Why a Dose Of Danger May Actually Keep Kids Safe
Let your kids run free, I say, at least to some extent. Their growing bodies desperately need it. Of course, this is easy for me to say, because my own children seem hardwired to be careful. In my house, throwing caution to the wind means running around the backyard with minimal supervision, but knowing full well that my kids won't scale a 10-foot fence or go scavenging through the backyard brush with a kitchen knife. But even if you have a child who is destined to compete in the X Games, even if you have the kid who finds himself in precarious situations at every turn and has to Houdini himself out of them, sometimes stopping at the doctor's office for a handful of stitches along the way, restricting play is often the greater evil. If you try too hard to limit risk, then that often translates into limiting play, and this can have dire repercussions on the developing body.
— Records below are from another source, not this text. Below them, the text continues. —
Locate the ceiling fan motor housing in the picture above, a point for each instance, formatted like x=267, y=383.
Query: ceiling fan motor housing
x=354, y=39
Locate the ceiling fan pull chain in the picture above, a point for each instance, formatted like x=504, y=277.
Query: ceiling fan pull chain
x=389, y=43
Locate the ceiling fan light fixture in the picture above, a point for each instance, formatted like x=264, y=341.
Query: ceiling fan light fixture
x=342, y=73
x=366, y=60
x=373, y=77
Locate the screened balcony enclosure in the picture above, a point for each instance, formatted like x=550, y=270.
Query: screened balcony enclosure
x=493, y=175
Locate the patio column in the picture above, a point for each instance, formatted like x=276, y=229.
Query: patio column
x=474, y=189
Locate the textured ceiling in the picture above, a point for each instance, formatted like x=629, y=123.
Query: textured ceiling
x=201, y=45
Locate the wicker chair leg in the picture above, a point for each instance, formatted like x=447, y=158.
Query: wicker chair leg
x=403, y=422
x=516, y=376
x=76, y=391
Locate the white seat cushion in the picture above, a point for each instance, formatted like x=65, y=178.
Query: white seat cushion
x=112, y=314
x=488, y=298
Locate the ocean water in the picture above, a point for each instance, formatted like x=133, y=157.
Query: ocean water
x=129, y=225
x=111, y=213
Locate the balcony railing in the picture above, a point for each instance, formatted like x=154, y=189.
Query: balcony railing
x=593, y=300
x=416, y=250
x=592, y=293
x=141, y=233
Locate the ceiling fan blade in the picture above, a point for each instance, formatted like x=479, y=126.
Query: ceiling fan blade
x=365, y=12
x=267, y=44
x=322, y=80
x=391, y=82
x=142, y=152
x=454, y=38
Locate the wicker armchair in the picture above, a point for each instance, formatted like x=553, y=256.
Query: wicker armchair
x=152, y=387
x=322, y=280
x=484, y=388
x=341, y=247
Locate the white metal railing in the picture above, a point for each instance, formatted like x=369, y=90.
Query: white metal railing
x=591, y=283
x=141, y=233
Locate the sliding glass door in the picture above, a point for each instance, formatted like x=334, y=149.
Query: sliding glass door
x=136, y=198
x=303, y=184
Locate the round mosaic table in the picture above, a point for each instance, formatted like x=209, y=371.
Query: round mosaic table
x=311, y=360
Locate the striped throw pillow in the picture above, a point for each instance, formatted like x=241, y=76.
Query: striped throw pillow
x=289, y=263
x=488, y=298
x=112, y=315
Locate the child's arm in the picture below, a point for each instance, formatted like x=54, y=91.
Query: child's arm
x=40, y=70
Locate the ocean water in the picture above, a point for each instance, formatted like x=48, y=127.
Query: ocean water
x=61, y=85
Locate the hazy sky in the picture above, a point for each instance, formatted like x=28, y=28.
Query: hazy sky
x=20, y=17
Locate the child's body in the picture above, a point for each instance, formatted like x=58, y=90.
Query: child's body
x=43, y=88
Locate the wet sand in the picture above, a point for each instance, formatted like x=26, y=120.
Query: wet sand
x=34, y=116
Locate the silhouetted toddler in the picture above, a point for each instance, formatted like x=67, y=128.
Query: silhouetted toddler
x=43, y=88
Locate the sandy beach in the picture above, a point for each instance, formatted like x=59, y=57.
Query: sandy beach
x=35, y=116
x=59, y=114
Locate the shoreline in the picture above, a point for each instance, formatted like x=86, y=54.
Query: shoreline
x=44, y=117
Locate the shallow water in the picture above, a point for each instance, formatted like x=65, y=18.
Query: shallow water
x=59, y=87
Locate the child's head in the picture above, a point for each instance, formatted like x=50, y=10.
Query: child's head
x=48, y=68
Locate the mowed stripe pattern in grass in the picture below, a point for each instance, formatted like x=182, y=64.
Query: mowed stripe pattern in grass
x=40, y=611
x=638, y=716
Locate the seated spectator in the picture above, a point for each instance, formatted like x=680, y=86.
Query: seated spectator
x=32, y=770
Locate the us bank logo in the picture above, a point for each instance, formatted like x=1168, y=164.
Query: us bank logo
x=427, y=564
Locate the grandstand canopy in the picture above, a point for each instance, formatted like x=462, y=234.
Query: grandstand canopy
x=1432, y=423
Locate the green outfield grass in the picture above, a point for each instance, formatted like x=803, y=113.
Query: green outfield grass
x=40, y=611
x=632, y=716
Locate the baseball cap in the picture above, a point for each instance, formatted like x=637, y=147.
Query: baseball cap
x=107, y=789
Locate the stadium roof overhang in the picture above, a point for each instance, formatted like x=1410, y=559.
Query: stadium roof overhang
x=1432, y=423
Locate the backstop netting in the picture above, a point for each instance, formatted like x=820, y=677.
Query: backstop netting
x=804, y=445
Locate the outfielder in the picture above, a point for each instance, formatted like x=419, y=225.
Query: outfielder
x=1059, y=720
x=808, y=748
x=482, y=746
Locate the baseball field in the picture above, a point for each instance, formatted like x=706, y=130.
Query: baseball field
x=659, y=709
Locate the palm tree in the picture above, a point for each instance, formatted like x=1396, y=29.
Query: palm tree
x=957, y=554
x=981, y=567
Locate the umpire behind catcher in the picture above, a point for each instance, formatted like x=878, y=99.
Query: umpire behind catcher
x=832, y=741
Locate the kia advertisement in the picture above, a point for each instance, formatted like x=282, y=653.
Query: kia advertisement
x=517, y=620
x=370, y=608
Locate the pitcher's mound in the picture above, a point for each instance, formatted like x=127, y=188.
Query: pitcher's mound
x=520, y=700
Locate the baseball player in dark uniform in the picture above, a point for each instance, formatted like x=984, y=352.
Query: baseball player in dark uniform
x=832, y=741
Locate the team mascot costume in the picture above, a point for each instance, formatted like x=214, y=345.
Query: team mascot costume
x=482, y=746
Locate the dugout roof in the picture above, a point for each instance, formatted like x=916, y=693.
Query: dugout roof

There are emotional consequences of being too risk-averse, as well. If you don't encourage your child's free play and exploration, then the brain will develop differently. We know that children whose parents swoop in to save them grow up to be people who continuously need their parents to swoop. The millennial generation—kids born after 1980—are notorious for having limited social skills, not just in their ability to pick up the phone instead of text, but also in their coping mechanisms. If our children don't learn to fly (or, more aptly, if they don't learn that they can't fly the same way we all learned it: by trying to jump off a chair and getting nowhere), then they cannot be expected to take emotional leaps in life.